For the purpose of completeness, here are my numbers before upgrading but after dropping sync from my NFS export.

For straight NFS:

# client:/dev/zero to NFS
> dd if=/dev/zero of=./test bs=512k count=2048 oflag=direct
2048+0 records in
2048+0 records out
1073741824 bytes (1.1 GB, 1.0 GiB) copied, 306.617 s, 3.5 MB/s

For encrypted data:

# client:/dev/zero to plaintext folder locally handled by Gocryptfs
> dd if=/dev/zero of=./test bs=512k count=2048 oflag=direct
2048+0 records in
2048+0 records out
1073741824 bytes (1.1 GB, 1.0 GiB) copied, 1268.88 s, 846 kB/s

Those speed-ups are modest, but meaningful.

I also ran the smaller block size of 16k (and waiting), but am not sure why those numbers would be a better indication for performance.

For straight NFS:

# client:/dev/zero to NFS
> dd if=/dev/zero of=zero bs=16k status=progress
4808802304 bytes (4.8 GB, 4.5 GiB) copied, 45 s, 107 MB/s^C

(That process did not engage well with my Emacs/EXWM environment.)

For encrypted data:

# client:/dev/zero to plaintext folder locally handled by Gocryptfs
> dd if=/dev/zero of=zero bs=16k status=progress
3571712 bytes (3.6 MB, 3.4 MiB) copied, 24 s, 148 kB/s^C
219+0 records in
219+0 records out
3588096 bytes (3.6 MB, 3.4 MiB) copied, 24.3492 s, 147 kB/s

I'll also post additional results after upgrading to 2.3.1 in a little while.

Kind regards
Felix Lechner

This is amazing.

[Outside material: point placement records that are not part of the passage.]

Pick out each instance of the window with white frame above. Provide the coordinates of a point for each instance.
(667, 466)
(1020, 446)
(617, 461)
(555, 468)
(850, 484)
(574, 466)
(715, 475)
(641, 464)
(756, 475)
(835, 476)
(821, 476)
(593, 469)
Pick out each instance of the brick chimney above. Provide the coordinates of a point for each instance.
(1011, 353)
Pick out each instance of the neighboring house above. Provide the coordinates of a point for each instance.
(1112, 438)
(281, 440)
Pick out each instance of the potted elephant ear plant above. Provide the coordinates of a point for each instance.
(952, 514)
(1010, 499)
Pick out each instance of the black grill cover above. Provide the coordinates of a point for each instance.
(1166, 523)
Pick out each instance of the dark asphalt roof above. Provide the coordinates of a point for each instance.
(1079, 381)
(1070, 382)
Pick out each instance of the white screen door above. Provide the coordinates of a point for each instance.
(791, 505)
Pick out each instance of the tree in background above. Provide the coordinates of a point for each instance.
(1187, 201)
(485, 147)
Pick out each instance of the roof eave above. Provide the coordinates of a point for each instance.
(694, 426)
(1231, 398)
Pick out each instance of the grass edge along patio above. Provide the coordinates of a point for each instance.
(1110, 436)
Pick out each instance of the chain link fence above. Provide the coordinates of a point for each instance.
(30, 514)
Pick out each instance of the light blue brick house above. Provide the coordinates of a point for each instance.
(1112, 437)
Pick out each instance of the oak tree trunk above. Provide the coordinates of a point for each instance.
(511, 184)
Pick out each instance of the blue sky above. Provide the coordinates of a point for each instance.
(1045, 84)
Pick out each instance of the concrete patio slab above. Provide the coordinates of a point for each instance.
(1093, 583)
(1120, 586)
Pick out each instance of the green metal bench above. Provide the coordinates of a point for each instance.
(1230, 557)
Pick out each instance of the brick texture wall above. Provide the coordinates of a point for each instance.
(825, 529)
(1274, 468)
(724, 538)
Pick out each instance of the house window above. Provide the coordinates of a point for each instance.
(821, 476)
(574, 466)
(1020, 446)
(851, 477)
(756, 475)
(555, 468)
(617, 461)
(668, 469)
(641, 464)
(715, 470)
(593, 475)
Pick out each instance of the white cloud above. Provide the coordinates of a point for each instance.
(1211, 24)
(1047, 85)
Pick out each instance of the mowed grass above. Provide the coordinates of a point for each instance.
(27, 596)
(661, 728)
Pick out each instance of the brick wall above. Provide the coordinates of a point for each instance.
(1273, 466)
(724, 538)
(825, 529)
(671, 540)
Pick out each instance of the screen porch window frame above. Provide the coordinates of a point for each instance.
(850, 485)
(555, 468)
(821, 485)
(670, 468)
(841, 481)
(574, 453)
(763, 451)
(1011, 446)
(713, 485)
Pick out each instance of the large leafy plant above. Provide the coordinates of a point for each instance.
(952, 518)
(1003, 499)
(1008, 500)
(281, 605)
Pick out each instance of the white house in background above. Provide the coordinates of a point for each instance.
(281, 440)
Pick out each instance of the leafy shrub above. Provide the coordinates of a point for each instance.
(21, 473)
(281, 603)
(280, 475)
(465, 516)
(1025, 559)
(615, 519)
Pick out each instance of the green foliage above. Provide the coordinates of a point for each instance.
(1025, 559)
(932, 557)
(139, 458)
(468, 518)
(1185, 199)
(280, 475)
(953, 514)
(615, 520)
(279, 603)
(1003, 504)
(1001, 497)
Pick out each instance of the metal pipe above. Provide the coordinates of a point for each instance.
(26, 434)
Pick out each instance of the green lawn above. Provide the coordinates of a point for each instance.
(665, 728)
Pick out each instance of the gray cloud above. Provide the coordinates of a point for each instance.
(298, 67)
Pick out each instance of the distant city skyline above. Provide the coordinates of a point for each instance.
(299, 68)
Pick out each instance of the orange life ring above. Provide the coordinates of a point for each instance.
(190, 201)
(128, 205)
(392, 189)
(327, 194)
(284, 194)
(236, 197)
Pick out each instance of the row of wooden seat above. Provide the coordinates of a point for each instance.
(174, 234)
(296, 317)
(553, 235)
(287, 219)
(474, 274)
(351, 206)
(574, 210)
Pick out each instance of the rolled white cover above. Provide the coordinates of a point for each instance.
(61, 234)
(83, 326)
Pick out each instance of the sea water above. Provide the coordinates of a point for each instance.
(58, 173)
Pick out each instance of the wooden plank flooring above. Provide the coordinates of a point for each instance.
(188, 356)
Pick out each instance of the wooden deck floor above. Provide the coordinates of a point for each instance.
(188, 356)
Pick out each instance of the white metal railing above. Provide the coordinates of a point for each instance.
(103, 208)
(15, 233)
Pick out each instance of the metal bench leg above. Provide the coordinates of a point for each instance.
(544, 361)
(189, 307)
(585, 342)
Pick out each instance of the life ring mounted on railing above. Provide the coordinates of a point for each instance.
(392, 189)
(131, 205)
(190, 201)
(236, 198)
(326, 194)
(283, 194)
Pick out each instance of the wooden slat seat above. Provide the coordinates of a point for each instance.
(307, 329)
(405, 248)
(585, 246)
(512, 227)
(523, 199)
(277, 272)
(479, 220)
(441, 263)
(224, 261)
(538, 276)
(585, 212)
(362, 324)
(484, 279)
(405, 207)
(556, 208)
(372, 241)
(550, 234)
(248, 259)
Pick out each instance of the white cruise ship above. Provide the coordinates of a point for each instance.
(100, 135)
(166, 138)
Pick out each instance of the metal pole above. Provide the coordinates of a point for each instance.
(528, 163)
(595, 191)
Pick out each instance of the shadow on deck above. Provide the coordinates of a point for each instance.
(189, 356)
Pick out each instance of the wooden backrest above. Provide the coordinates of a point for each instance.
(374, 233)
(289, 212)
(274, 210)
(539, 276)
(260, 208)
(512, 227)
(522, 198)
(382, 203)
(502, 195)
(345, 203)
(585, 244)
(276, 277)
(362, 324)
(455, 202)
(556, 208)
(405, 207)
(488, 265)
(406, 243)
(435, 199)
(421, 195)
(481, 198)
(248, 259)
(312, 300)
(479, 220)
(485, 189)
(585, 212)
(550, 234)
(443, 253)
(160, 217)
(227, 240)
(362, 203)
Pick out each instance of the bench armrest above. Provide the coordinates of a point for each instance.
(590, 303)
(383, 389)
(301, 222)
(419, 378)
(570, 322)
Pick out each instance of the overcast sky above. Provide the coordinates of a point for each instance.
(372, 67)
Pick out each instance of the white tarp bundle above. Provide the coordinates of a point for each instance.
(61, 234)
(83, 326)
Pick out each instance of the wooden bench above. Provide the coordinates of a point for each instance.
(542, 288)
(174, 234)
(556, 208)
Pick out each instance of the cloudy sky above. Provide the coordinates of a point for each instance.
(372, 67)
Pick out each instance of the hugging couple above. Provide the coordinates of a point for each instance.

I just updated to v2.3.1 (77a0410), still async for nfs. Results:

client:/dev/zero -> client:data/plain: 
    v2.2.1 + sync: 132 kByte/s 
    v2.2.1 + async: 6,8 MByte/s
    v2.3.1 + async 110 MByte/s
client:/dev/zero -> client:data/cipher: 
    v2.2.1 + sync: 47,3 MByte/s
    v2.3.1 + async: 114 MByte/s
server:/dev/zero -> server:data/plain: 
    104 MByte/s
server:/dev/zero -> server:data/Cipher:
    203 MByte/s
client:/data/plain -> client:/desktop: 
    78 MByte/s

I also measured over Wifi:
client:/dev/zero -> WIFI -> client:data/plain: 47,5 MByte/s

This is a factor of 15,7 compared to v2.2.1 with async and 833x with v2.2.1 with sync 😮 All measurements lasted 20s. Maybe the number would go down a bit if the test would last longer since dd starts at 240 MB/s which is impossible with my 1GBit LAN (seems to be a caching thing). Basically I have full LAN speed now, could not wish for more.